Seven days after a single oral dose of 4 mg 3
H-galantamine, 90-97% of the radioactivity was recovered in urine and 2.2-6.3% in the feces. After i.v. and oral administration, 18-22% of the dose was excreted as unchanged galantamine in the urine in 24 hours, with a renal clearance of about 65 ml/min, which represents 20-25% of the total plasma clearance.
Renal impairment: The disposition of galantamine was studied in young subjects with varying degrees of renal function. Elimination of galantamine decreased with decreasing creatinine clearance. Plasma concentrations of galantamine increased in subjects with impaired renal function by 38% in moderate (creatinine clearance=52-104 ml/min) or 67% in severe renal impairment (creatinine clearance=9-51 ml/min), compared to age and weight-matched healthy subjects (creatinine clearance=121 ml/min). A population pharmacokinetic analysis and simulations indicate that no dose-adjustments are needed in Alzheimer patients with renal impairment provided that the creatinine clearance is at least 9 ml/min (see Dosage & Administration) as the galantamine clearance is lower in the Alzheimer population.

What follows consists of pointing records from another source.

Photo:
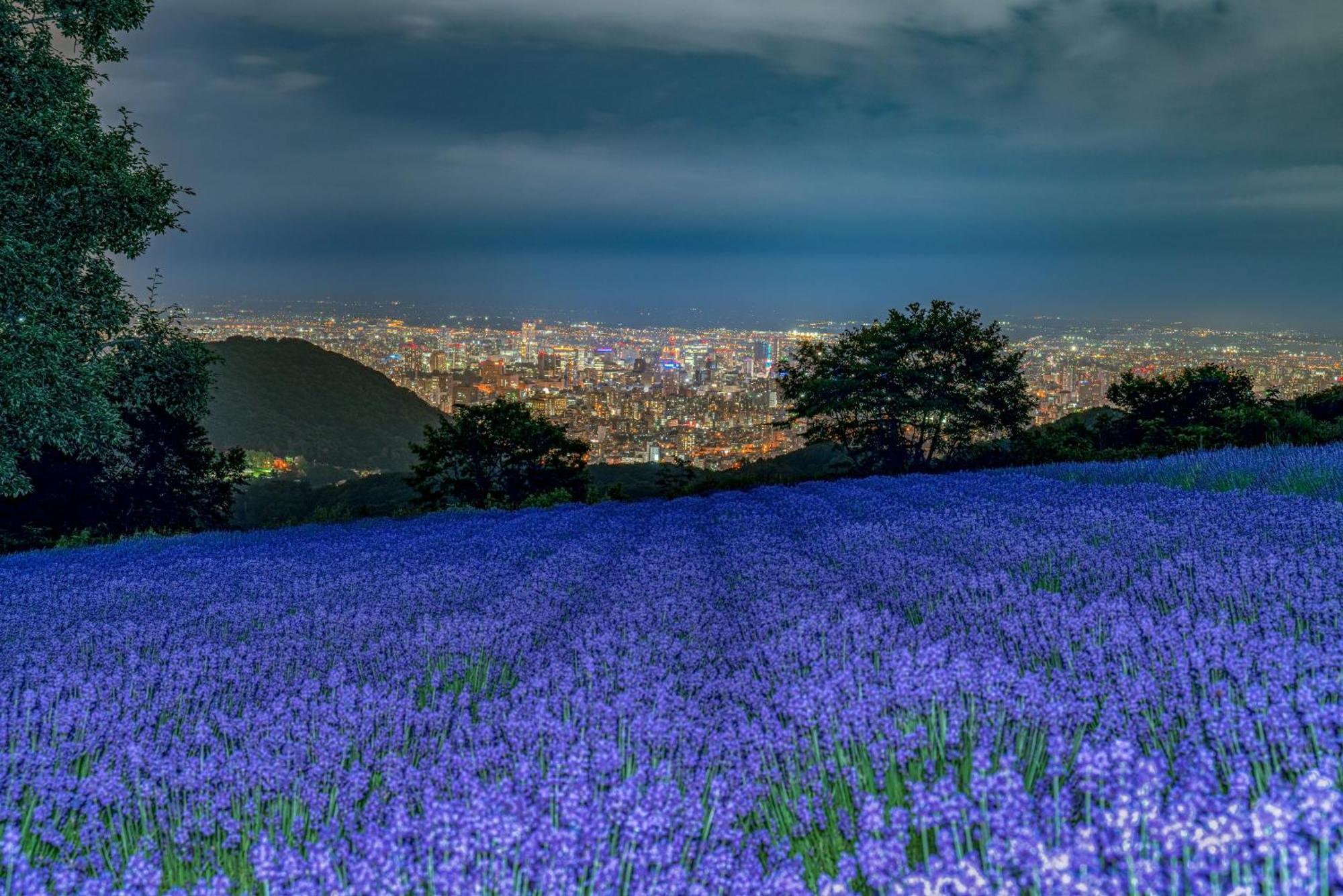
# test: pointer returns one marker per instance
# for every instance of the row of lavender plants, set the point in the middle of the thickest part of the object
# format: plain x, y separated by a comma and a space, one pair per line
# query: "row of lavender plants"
976, 683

Hepatic impairment: The pharmacokinetics of galantamine in subjects with mild hepatic impairment (Child-Pugh score of 5-6) were comparable to those in healthy subjects. In patients with moderate hepatic impairment (Child-Pugh score of 7-9), AUC and half-life of galantamine were increased by about 30% (see Special populations under Dosage & Administration).
Characteristics in patients with Alzheimer's disease:
Data from clinical trials in patients indicate that the plasma concentrations of galantamine in patients with Alzheimer's disease are 30-40% higher than in healthy young subjects.
Toxicology: Non-clinical Information:
All other preclinical safety data relevant to the prescriber have been included in the appropriate sections.